J4 ›› 2015, Vol. 42 ›› Issue (2): 146-151.doi: 10.3969/j.issn.1001-2400.2015.02.024

• 研究论文 • 上一篇    下一篇

组网雷达弹道目标三维进动特征提取

张栋1;冯存前1;贺思三1;童宁宁1;雷腾2   

  1. (1. 空军工程大学 防空反导学院,陕西 西安 710051; 2. 中国人民解放军95859部队,甘肃 武威 735018)
  • 收稿日期:2013-11-18 出版日期:2015-04-20 发布日期:2015-04-14
  • 通讯作者: 张栋
  • 作者简介:张栋(1990- ),男,空军工程大学硕士研究生,E-mail: zhangdongtougao@163.com.
  • 基金资助:
    国家自然科学基金资助项目(61372166);陕西省自然科学基础研究计划资助项目(2014JM8308)

Extraction of three-dimensional precession features of ballistic targets in netted radar

ZHANG Dong1;FENG Cunqian1;HE Sisan1;TONG Ningning1;LEI Teng2   

  1. (1. Air and Missile Defense College, Air Force Engineering Univ., Xi'an 710051, China; 2. Unit 95859 of PLA, Wuwei 735018, China)
  • Received:2013-11-18 Online:2015-04-20 Published:2015-04-14
  • Contact: ZHANG Dong

摘要: 针对单部雷达观测目标存在视角局限性的问题,提出了一种基于组网雷达的弹道目标三维进动特征提取法.首先,雷达网中各雷达分别从弹道目标的时间距离像信号中求得强散射点径向距离变化线性和信号,通过频谱分析估计出目标的自旋、锥旋频率以及进动角;然后,组网雷达通过系数加权法对各雷达得到的上述参数进行融合处理以提高参数精度;最后,根据雷达观测视角与微多普勒信号之间的关系,通过构造多元非线性方程组,进一步精确求解目标的三维进动参数.仿真实验证明,该方法既有效地提高了参数的估计精度,又得到进动目标的三维微动参数.

关键词: 组网雷达, 微多普勒, 三维进动特征

Abstract: To solve the problem of angle limitation of the single radar, a method for extracting three-dimensional precession characteristics of the ballistic target based on netted radar is proposed.
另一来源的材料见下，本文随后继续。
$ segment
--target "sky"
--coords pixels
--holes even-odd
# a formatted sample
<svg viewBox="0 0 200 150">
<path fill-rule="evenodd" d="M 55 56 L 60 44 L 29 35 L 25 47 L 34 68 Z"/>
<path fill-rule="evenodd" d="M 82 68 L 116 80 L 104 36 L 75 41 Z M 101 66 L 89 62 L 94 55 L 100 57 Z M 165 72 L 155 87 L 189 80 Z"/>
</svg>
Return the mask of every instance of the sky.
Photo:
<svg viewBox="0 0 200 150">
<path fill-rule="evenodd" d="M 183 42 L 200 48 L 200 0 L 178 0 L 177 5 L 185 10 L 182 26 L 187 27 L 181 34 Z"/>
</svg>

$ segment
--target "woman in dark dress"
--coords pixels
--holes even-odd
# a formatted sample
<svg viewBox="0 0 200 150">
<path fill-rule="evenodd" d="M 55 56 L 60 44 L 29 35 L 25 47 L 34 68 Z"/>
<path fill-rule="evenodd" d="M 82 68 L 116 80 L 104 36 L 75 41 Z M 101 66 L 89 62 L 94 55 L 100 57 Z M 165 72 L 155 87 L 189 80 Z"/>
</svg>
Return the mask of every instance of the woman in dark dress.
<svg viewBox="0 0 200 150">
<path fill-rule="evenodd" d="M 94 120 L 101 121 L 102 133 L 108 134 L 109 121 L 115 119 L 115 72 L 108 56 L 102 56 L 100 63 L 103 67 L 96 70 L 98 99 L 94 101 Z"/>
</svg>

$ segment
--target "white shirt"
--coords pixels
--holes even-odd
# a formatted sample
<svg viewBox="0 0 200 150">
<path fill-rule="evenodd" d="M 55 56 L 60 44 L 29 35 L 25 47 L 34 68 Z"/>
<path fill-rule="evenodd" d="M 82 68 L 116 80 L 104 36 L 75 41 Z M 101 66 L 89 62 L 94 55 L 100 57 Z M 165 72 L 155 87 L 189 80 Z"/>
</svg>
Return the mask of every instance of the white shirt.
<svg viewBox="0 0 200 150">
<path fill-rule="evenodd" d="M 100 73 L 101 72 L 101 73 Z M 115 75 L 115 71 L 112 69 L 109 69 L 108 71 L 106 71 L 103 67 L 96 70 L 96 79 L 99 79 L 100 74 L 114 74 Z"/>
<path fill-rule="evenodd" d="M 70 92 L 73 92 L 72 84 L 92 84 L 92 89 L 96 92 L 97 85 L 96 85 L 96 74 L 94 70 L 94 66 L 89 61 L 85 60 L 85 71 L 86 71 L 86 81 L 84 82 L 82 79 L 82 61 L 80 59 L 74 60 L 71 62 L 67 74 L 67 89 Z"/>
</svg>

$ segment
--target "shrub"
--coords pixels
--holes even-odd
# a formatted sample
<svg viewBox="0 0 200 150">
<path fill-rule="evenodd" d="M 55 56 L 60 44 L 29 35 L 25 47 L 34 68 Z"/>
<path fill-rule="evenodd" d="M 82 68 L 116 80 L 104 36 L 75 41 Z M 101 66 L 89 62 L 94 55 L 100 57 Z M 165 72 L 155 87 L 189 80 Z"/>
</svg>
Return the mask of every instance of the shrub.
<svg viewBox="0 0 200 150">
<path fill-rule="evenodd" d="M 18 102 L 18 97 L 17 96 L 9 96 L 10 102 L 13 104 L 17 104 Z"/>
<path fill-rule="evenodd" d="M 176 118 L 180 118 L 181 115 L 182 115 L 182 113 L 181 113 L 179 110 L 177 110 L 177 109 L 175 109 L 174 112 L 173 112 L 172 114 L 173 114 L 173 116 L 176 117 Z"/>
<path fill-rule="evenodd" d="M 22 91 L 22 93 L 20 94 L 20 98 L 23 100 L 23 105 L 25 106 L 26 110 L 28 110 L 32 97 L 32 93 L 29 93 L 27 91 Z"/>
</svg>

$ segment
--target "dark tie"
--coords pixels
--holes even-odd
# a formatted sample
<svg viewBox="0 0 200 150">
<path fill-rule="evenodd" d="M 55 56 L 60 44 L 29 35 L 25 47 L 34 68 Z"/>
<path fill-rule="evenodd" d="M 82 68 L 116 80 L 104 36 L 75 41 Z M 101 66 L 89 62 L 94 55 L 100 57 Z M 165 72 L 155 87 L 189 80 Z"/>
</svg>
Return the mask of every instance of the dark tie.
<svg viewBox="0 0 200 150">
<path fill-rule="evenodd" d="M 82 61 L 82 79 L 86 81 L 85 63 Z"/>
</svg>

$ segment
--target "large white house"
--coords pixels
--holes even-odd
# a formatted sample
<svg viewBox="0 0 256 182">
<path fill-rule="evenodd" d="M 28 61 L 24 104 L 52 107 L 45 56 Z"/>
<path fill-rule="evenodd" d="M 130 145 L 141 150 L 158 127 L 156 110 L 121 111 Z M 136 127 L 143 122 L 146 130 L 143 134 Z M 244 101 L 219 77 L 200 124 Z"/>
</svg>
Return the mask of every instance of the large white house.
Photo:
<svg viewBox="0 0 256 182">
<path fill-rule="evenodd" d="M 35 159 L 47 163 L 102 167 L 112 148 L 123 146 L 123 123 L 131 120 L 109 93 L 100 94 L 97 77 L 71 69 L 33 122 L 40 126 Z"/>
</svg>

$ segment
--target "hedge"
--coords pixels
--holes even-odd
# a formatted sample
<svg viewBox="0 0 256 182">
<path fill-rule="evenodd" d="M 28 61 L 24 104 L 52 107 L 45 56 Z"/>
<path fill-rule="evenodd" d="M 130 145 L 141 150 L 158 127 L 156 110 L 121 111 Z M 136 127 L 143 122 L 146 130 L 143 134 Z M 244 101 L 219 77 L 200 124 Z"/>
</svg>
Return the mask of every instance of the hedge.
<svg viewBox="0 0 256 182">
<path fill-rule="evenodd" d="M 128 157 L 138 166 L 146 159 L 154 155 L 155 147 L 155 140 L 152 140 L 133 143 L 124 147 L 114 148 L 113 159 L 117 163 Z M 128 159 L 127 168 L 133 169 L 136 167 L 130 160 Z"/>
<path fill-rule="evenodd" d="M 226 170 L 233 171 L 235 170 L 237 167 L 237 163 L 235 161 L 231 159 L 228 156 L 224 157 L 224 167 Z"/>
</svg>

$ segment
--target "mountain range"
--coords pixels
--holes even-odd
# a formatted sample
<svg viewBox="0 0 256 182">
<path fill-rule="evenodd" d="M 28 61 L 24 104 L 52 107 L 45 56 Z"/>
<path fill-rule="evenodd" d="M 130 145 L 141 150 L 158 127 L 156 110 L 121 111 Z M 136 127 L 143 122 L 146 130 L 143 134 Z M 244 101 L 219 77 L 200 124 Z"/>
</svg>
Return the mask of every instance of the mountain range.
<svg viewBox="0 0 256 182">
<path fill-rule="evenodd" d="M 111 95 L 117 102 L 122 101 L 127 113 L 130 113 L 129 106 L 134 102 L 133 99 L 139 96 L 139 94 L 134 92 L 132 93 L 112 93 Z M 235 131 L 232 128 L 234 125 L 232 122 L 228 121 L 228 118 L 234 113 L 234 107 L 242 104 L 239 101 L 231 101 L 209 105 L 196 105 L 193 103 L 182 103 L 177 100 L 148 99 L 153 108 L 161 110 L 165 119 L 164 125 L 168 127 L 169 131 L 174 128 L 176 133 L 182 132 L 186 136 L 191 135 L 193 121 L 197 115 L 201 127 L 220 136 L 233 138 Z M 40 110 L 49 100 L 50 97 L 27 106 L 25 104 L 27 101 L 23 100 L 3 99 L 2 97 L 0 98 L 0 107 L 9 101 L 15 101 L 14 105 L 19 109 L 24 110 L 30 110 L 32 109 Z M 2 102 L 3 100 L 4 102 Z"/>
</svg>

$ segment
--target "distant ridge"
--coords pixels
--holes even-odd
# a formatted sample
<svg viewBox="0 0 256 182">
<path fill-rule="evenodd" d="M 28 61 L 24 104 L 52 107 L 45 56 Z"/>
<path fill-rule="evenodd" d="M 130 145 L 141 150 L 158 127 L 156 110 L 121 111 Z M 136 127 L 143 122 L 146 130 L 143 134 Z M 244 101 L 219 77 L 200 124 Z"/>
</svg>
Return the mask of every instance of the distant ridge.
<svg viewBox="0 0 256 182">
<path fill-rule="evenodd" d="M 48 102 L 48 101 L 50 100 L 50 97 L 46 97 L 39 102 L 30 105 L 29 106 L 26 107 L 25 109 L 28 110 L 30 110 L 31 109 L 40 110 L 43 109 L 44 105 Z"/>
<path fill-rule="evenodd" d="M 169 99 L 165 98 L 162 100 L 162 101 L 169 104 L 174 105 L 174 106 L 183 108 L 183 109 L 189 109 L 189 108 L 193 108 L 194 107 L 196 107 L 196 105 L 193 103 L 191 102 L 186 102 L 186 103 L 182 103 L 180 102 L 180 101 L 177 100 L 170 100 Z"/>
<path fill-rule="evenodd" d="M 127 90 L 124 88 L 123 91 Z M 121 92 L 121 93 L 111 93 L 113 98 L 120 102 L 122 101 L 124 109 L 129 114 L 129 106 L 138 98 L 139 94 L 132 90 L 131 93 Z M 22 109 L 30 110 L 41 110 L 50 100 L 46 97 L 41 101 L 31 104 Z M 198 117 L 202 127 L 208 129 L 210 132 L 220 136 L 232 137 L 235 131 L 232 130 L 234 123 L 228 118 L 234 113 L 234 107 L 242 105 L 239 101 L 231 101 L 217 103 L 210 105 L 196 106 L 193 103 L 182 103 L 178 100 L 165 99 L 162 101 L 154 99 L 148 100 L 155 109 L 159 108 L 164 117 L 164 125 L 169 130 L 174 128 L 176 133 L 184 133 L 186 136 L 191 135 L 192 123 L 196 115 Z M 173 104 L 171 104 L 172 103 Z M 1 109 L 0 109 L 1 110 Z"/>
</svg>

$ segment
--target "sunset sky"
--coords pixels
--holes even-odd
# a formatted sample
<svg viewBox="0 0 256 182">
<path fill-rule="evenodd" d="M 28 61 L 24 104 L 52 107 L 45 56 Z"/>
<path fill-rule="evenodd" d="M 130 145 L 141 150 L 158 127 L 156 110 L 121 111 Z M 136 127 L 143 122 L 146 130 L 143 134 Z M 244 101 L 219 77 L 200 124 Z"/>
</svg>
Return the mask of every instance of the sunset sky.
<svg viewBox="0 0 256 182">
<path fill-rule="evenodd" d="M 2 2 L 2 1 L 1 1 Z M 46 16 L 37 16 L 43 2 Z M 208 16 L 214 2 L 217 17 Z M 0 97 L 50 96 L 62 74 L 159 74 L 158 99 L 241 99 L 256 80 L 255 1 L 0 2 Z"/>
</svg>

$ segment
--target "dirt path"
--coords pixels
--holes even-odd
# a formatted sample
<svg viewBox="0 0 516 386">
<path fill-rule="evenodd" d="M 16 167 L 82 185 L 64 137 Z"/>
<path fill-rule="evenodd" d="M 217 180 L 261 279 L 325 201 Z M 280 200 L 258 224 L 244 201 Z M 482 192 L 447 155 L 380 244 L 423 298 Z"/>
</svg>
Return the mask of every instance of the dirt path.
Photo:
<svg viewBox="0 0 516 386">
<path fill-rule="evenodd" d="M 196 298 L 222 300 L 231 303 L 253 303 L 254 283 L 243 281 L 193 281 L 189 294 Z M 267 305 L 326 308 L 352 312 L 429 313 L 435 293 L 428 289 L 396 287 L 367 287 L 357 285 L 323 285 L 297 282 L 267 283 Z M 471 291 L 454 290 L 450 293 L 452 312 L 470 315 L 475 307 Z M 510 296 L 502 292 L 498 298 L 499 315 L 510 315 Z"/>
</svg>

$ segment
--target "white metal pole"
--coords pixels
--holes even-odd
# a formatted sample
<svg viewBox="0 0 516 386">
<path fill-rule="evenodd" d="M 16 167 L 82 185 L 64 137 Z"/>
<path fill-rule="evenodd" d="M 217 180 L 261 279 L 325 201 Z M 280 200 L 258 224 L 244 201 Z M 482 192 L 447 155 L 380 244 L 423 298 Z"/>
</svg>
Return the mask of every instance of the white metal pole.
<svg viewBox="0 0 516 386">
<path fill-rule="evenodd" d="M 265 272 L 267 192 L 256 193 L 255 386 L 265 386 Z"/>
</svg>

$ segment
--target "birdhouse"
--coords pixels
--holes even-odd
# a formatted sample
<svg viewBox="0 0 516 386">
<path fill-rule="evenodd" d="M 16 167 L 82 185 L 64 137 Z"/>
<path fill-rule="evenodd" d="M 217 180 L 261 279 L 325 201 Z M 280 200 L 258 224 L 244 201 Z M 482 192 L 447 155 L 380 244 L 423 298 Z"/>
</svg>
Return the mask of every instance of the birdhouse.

Firstly, the linear sum signal of the scatters' radial distance is independently estimated from the time-profile signal by radar in the radar net, and the precession parameters can be extracted by the sum signal's spectral characteristics. Then to improve the precision of the estimation of parameters the above parameters are fused by the method of weighted coefficient. Lastly, making use of the relationship between the multi-view of netted radar and the micro-Doppler signal, the three-dimensional micro-motion features are obtained by solving nonlinear multivariable equation systems. Simulation results prove that the method can lead to both the high estimating precision and the three-dimensional micro-motion parameters.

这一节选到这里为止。